Chiesa Parrocchiale di San Nicola da Bari

L’attuale chiesa in stile barocco fu edificata tra il 1699 ed il 1717, data della sua riconsacrazione. Fu in seguito arricchita di decorazioni e ampliamenti, recuperando anche arredi dei secoli precedenti. Subì danni per il terremoto del 1887 quando il bulbo a cipolla del campanile fu scagliato sul tetto della navata sfondandolo.

La ricostruzione, dovuta a minaccia di crollo della precedente, disposta secondo un asse nord-sud, con orientamento totalmente opposto al precedente est-ovest, seguì forse le nuove regole del Concilio di Trento e fu anche condizionata dallo spazio disponibile.

La sua storia però ha più di 900 anni, risalendo al periodo feudale dei Marchesi di Clavesana e delle prime Crociate. Un documento del 1123 attesta la donazione del vescovo di Albenga Aldeberto di tutte le rendite delle chiese del comprensorio all’“ecclesia” del Castrum Diani. La prima costruzione risale quindi alla fine del sec. XI o agli inizi del successivo, mentre la donazione attesta la presenza della prima parrocchia.

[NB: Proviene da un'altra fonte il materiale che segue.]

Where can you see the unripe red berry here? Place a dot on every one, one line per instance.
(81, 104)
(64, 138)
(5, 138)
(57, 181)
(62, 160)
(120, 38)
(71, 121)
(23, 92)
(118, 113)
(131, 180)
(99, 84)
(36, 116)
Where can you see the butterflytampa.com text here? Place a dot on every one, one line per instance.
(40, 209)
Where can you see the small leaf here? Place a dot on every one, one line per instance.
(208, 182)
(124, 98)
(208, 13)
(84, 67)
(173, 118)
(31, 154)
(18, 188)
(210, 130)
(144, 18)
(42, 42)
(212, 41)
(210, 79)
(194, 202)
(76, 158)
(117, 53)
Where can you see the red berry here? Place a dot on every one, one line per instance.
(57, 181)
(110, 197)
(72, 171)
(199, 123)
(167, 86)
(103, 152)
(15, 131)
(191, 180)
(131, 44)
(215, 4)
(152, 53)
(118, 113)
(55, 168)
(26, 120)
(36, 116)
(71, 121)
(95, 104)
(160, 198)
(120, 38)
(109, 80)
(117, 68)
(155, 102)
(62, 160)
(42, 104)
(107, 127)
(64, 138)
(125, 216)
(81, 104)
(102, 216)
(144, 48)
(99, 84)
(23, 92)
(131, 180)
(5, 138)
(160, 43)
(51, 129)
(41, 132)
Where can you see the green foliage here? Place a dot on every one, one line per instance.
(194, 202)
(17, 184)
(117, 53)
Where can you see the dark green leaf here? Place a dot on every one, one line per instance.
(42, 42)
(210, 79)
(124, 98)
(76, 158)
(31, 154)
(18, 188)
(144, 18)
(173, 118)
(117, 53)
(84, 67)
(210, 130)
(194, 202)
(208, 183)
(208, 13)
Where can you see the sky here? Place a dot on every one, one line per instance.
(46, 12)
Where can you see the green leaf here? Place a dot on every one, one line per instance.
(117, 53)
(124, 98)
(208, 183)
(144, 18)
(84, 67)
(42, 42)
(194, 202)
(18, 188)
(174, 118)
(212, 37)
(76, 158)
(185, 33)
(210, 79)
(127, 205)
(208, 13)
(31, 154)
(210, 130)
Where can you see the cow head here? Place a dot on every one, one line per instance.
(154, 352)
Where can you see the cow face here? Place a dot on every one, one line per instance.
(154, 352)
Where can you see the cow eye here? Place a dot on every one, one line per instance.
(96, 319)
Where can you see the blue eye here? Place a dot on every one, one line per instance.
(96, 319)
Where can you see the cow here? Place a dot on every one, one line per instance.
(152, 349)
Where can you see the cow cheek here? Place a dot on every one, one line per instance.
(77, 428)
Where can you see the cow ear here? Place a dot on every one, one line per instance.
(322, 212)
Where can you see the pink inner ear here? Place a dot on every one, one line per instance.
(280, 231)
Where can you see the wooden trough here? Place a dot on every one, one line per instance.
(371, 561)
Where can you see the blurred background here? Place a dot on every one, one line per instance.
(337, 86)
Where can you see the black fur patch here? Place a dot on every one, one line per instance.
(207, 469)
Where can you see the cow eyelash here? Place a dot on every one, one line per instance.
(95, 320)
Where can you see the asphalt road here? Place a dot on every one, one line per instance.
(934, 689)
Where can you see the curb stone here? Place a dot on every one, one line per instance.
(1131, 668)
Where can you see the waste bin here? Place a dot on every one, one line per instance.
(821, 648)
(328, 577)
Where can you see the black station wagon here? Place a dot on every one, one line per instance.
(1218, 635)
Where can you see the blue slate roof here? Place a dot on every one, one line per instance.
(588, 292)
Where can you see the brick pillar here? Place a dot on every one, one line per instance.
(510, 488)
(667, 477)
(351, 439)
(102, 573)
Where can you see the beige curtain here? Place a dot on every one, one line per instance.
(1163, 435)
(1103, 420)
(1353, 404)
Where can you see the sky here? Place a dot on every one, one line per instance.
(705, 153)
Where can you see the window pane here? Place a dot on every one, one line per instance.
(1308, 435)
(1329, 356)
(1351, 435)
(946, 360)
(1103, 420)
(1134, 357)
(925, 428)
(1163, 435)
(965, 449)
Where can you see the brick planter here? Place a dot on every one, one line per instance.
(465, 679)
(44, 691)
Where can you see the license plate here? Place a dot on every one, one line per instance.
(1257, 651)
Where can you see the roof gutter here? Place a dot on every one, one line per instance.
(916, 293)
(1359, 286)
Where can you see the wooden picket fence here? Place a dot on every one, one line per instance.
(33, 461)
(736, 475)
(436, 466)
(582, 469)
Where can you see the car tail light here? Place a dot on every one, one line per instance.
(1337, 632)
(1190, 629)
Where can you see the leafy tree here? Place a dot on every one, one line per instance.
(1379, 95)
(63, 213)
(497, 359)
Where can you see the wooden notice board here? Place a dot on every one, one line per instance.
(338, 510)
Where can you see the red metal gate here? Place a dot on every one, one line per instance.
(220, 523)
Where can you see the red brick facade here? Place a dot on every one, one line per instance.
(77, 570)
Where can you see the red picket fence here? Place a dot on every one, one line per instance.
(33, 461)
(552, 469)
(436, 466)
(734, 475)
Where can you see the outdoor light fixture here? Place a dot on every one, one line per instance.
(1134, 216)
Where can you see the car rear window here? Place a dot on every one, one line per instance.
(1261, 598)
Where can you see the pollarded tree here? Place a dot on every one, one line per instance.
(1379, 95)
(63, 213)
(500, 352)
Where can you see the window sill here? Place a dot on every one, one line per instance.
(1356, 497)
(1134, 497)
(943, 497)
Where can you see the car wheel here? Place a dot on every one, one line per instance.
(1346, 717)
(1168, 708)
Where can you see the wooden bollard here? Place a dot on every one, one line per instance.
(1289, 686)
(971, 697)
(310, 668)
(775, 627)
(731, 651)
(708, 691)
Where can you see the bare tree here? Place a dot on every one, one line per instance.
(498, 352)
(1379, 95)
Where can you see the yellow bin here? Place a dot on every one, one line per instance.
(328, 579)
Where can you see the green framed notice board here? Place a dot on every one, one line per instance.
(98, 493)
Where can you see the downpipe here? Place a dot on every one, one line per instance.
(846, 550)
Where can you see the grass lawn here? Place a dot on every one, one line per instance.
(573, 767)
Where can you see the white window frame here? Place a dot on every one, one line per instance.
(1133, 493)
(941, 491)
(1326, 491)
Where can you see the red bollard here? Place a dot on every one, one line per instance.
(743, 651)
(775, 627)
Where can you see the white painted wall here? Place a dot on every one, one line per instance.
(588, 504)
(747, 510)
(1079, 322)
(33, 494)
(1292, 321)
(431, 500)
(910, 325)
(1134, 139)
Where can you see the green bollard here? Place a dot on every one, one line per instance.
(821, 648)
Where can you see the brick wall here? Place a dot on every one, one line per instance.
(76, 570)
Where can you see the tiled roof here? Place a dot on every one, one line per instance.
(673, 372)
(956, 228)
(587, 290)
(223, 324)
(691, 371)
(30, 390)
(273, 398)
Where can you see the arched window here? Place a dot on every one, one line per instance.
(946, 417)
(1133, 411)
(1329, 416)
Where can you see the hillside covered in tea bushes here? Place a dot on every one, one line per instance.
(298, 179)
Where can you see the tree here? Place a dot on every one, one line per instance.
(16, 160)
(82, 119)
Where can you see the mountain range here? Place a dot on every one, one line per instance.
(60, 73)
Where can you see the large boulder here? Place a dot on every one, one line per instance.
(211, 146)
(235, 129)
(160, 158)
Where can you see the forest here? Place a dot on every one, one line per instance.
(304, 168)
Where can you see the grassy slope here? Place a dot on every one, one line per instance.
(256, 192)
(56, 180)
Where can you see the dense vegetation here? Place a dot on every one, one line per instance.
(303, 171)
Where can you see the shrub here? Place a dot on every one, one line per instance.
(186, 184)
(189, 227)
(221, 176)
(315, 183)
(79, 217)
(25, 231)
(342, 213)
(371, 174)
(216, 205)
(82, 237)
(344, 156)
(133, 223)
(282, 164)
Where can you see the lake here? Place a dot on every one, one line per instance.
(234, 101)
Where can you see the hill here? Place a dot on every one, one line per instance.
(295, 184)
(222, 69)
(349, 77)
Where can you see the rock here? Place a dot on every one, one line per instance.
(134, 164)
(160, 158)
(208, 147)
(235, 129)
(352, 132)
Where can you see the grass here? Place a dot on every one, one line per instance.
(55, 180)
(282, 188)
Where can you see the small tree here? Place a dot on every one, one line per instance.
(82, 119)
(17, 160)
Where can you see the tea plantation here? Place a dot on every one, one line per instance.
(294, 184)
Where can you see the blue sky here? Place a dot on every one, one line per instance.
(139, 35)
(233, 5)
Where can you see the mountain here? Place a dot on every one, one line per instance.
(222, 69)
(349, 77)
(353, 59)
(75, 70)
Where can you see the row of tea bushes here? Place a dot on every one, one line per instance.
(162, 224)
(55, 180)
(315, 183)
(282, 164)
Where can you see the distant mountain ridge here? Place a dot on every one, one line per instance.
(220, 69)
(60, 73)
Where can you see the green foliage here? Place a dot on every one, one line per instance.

Una piccola statuetta in marmo di S. Nicola, reggente il modellino della chiesa del sec. XIV, purtroppo trafugata, attestava un primo rifacimento del sec. XIII. Altre aggiunte e modifiche, forse anche un protiro (portico) in facciata e una cupola del sec. XVI sovrastante il transetto, appesantirono l’edificio, causando profonde fenditure documentate nell’Archivio Diocesano di Albenga. Si indebolirono le strutture murarie poggianti su un suolo instabile. Si decise pertanto l’abbattimento e l’ultima ricostruzione.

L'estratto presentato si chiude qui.